Je nach der Lage wird das zentrale und das periphere Bronchialkarzinom unterschieden.

Entstehung

Auslösende Faktoren, die zum Bronchialkarzinom führen können sind:

  • Zigarettenrauchen ist bei weitem die häufigste Ursache!
  • Feinstaub z. B. durch den Straßenverkehr erhöht das Lungenkrebsrisiko (siehe hier).
  • Chronische Umbauvorgänge im Bereich von Lungennarben z.B. nach Tuberkulose (Narbenkarzinom, meist Adenokarzinom),
  • Karzinogene: Asbest, Arsen, Teerstoffe, radioaktive Substanzen, Radon (in Hauswänden!).

Bakterien als Auslöser: Bestimmte Bakterienstämme in der Lungenschleimhaut verändern das lokale Immunsystem und unterhalten Entzündungen. Über diesen Weg können sie Lungenkrebs auslösen. Bei Mäusen mit einer genetischen Krebsveranlagung (Kras-Mutation und p53-Verlust) wird ganz entsprechend die Krebsentstehung durch Antibiotika unterdrückt. 2)Cell. 2019 Jan 25. pii: S0092-8674(18)31654-4. doi: 10.1016/j.cell.2018.12.040.

Genetische Veranlagung

Das Risiko von Lungenkrebs kann durch eine genetische Veranlagung erheblich erhöht sein.

Kras-Onkogen

Die bedeutendsten Tumor-assoziierten Gene (Onkogene) entstammen dem KRAS-Gen durch Mutation. In einer Studie hatten 27% von 1655 Patienten mit Adenokarzinomen der Lunge eine solche Mutation. Ihr mittleres Überleben war tendenzmäßig kürzer als bei Patienten ohne Kras-Mutation. 3) 2019 Feb 5. pii: S1556-0864(19)30097-8. doi: 10.1016/j.jtho.2019.01.020.

Epidermaler Wachstumsfaktor-Rezeptor (EGFR)

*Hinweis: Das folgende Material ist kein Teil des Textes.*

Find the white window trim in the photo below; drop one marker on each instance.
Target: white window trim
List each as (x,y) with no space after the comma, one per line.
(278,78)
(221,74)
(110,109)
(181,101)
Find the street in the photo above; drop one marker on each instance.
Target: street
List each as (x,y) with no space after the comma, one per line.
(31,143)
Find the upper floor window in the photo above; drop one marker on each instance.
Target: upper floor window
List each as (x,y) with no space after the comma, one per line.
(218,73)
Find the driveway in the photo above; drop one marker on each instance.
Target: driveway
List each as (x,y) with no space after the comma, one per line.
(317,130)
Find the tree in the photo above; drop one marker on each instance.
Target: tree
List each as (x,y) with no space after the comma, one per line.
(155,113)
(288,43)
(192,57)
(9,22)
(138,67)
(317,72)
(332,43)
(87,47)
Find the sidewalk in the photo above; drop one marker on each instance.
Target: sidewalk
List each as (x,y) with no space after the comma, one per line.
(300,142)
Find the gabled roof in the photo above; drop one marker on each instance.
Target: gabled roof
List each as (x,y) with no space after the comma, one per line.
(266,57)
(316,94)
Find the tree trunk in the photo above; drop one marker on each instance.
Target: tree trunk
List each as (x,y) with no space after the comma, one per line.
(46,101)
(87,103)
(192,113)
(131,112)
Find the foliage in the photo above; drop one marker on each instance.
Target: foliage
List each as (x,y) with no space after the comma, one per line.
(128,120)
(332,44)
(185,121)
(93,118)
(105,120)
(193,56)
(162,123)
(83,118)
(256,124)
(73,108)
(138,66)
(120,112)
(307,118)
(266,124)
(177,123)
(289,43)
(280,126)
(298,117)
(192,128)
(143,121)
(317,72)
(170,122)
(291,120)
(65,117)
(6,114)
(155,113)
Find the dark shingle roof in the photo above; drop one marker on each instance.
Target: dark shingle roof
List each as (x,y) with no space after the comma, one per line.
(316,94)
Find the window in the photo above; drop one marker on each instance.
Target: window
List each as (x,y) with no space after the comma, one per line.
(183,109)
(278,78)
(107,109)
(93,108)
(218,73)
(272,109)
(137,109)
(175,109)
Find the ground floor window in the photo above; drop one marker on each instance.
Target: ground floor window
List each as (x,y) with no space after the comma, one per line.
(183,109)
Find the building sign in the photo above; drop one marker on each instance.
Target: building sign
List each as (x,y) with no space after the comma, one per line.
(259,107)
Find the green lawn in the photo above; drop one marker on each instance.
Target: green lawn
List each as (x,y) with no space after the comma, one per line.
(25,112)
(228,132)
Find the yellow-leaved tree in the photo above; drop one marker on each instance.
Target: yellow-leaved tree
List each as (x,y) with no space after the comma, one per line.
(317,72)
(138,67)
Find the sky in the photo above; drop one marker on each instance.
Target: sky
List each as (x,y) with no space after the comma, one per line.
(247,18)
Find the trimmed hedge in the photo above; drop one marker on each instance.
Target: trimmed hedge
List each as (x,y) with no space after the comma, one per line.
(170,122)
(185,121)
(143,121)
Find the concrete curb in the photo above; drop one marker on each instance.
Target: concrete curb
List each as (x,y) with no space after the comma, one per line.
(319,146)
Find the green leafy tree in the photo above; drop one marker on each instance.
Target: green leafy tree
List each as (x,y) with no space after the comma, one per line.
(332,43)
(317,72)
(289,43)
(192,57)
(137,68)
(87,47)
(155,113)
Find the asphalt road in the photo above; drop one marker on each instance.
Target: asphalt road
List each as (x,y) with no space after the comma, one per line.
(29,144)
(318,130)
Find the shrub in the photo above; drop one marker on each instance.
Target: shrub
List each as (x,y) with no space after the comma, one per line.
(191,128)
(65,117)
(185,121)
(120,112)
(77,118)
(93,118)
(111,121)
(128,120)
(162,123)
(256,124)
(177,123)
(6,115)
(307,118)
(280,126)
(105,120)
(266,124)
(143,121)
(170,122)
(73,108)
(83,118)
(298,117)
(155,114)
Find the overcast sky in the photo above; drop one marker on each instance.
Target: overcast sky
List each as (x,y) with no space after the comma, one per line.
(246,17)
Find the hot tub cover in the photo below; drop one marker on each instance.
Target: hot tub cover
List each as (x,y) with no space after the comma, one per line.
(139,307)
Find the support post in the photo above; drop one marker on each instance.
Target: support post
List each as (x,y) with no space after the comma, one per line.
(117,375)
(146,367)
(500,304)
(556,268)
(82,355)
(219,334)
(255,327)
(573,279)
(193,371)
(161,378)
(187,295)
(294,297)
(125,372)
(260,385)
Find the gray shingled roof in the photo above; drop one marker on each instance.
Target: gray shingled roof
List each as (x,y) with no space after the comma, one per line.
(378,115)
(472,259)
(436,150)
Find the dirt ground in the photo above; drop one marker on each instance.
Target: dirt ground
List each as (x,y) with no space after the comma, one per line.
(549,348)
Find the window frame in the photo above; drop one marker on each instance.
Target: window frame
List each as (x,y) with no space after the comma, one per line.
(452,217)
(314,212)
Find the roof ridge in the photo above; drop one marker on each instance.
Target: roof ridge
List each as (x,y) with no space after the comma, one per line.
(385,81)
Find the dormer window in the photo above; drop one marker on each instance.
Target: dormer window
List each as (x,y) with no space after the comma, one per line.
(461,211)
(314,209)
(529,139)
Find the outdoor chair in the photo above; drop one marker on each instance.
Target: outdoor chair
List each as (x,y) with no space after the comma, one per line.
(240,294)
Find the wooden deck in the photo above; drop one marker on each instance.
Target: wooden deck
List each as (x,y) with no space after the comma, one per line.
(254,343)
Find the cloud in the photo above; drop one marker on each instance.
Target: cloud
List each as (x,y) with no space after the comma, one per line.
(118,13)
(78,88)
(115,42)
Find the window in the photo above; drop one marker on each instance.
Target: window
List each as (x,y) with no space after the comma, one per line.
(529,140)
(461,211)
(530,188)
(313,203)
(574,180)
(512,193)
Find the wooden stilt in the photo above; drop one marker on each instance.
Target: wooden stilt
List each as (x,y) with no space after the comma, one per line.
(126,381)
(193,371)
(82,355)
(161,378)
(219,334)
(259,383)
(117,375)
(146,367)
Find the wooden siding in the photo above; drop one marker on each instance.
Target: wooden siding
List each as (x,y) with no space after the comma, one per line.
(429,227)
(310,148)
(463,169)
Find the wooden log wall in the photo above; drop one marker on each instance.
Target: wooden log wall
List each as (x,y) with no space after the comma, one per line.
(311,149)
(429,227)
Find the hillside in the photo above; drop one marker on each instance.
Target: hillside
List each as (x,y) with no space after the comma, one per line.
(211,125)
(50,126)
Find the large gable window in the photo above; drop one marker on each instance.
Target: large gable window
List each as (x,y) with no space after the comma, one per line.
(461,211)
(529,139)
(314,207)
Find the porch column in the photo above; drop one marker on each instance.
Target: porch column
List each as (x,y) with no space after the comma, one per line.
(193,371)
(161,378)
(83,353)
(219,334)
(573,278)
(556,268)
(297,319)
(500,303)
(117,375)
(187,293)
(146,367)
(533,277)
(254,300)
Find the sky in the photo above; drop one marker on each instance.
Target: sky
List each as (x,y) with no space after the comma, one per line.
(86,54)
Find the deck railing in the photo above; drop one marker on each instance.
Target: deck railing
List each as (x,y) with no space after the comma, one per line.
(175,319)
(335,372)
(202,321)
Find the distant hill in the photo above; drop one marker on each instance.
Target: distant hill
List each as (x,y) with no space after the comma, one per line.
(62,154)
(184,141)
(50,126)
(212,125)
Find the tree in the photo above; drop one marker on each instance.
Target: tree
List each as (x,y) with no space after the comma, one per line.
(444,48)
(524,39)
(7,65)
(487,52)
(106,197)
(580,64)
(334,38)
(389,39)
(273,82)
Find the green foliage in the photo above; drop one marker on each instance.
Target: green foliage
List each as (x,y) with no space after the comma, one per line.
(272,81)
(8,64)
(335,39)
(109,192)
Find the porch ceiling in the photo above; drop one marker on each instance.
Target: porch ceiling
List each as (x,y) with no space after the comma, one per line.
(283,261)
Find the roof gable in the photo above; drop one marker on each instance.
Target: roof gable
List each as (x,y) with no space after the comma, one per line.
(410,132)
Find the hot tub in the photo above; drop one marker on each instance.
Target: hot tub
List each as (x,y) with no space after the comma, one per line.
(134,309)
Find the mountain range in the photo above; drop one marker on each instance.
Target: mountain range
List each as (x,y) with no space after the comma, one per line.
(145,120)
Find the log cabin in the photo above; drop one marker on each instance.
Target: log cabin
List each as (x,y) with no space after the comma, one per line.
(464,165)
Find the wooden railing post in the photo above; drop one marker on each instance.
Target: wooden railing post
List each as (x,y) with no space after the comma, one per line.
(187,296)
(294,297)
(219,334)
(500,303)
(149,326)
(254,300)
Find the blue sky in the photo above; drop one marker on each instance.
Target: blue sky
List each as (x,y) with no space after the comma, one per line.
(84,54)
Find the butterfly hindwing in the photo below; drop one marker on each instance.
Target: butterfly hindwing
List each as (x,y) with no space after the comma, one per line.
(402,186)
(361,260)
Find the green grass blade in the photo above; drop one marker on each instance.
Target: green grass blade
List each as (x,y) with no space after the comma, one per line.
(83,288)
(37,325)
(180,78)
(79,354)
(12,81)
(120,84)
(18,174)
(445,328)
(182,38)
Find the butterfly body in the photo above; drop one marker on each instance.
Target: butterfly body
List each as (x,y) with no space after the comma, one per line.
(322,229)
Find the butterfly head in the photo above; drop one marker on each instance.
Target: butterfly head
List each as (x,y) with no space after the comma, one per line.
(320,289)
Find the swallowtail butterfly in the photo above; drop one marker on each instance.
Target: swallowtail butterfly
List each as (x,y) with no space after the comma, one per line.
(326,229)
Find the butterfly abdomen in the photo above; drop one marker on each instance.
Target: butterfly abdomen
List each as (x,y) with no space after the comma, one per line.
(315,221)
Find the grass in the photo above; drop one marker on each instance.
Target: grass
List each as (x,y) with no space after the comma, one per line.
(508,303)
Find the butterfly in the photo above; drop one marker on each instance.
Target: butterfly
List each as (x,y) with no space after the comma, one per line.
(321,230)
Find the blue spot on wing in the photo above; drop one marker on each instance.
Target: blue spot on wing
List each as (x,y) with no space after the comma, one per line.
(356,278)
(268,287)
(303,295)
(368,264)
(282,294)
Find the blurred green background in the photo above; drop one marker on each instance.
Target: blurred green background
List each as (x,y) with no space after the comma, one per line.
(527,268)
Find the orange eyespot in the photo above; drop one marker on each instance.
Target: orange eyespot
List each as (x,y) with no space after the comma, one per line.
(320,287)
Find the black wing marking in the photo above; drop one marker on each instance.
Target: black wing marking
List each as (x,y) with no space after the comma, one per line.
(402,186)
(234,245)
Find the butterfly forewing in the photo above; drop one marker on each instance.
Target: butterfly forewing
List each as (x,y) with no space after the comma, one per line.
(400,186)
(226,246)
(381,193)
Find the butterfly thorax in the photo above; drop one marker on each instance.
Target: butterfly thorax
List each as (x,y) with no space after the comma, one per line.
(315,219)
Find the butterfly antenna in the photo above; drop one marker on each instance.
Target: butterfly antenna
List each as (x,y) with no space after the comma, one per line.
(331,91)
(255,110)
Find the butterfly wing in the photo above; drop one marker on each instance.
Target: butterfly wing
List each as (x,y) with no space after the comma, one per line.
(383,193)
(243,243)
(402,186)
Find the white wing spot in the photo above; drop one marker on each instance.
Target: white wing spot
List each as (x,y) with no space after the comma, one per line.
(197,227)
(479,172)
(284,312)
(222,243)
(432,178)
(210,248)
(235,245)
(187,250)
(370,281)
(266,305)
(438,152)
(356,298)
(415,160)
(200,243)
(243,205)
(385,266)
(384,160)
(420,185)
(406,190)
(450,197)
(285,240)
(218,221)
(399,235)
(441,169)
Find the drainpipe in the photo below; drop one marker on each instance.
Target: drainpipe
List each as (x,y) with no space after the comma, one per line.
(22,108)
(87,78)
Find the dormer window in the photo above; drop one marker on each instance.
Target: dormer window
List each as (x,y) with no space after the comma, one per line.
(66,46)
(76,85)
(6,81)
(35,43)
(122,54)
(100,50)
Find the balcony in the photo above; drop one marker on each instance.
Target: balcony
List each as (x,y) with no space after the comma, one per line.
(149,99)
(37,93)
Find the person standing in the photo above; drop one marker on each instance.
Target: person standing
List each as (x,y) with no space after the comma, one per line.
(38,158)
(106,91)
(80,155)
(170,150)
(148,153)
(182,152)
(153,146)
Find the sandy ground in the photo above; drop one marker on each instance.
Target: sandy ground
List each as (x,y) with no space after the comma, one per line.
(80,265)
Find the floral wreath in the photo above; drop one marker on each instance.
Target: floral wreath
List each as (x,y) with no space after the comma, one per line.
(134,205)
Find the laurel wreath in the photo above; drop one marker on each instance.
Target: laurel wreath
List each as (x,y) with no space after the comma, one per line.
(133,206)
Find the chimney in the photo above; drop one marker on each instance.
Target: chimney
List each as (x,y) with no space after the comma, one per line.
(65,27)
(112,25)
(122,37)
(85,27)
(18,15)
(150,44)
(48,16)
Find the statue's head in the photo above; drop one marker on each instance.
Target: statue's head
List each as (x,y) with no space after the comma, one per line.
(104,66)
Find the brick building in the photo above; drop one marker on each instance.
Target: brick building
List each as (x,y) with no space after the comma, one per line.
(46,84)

Der epidermale Wachstumsfaktor-Rezeptor (EGFR) wird in etwa 85% der Nichtkleinzeller (NSCLC) exprimiert. 4)Curr Opin Oncol. 2015 Mar; 27(2):87-93. Er wird durch zirkulierende Wachstumsfaktoren angeregt und startet daraufhin (über eine Tyrosinkinase) intrazellulär Signalwege, die das Zellwachstum (Proliferation) fördern. EGFR-aktivierende Mutationen fördern die Krebsentstehung Invasion, Metastasenbildung und Angiogenese. EGFR-Tyrosinkinase-Hemmer (EGFR-TKIs) verbessern die Erfolge einer Chemotherapie bei NSCLC-Patienten mit solchen Mutationen (del19 EGFR) deutlich. 5)Lancet Oncol. 2015 Feb; 16(2):141-51.

Rolle des Immunsystems

In Tumoren von Langzeitüberlebenden von SCLC fand man eine erhöhte Anzahl von Lymphozyten, wobei die Verhältnisse der supprimierenden zu CD3-positiven Lymphozyten von entscheidender Bedeutung für das Langzeitüberleben beim SCLC zu sein scheinen. Ein ungünstiges Verhältnis war assoziiert mit dem Auftreten von Paraneoplasien. Die bei Langzeitüberlebenden (>4 Jahre) höher aktiven Gene betrafen in einer Studie vor allem solche Gene, die für die Immunreaktionen verantwortlich sind. Dies ließ sich durch eine Analyse der Tumor-infiltrierenden Lymphozyten bestätigen. Eine Analyse der Tumor-infiltrierenden Immunzellen kann daher prognostischen Zwecken dienen. 6) 2019 Jul;14(7):1286-1295. doi: 10.1016/j.jtho.2019.03.028.

Symptome und Beschwerden

Die Symptome und Beschwerden sind zwar für sich genommen vieldeutig, können aber in Kombination und im Zusammenhang mit einer Raucheranamnese bereits auf ein Bronchialkarzinom hindeuten:

Komplikationen

Bronchialkarzinom im CT-Querschnittsbild der Lungen. Durch eine Ausbreitung in die Pleura (Lungenfell) hat sich ein großer Pleuraerguss gebildet, der das Atemvolumen deutlich einschränkt.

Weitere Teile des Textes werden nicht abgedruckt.